As part of his turnaround strategy, he intimated that wider distribution and advertising support of Maytag’s flagship brands might be in the offing, based on its earlier success at bringing the once channel-restricted Hoover line to discount chains.
Hadley also acted quickly to dismantle such Ward-led initiatives as the group president structure, a planned relocation of headquarters from Newton, Iowa to Chicago, and investments in Web-based businesses and “experimental e-commerce initiatives” that were outside the core majap disciplines. Similarly, research and development expenditures, which increased substantially during Ward’s watch, would be more narrowly focused on white goods and floor care products.
What does all this mean? According to analyst Aram Rubinson, a managing director at UBS Warburg, Whirlpool’s and Maytag’s woes are attributable to a combination of declining end-user demand, the concomitant promotional environment, and share shifts resulting from Circuit City’s exit from appliances and GE’s renewed push into the mass channel.

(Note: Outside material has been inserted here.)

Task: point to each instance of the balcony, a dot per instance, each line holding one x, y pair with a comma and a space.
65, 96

Other analysts have suggested that comparable corporate retrenchments are also taking place at GE, although they are cloaked by that company’s multidivisional structure.
The biggest beneficiaries of the current environment, added Rubinson, are the No. 1 and No. 2 appliance retailers-Sears and Lowe’s-which continue to consolidate their market share leads.
“As a result of the Circuit City shakeout, it appears that Lowe’s and Sears are gaining the most share,” he observed, citing appliance comps of as much as 20 percent and 11 percent, respectively. “That is not surprising since they are the two companies that have invested the most in an efficient distribution network.”
Industry Shipments Of Major Appliances* – In 1,000s Of Units
*Domestic shipments only. Includes U.S. produced and imported products.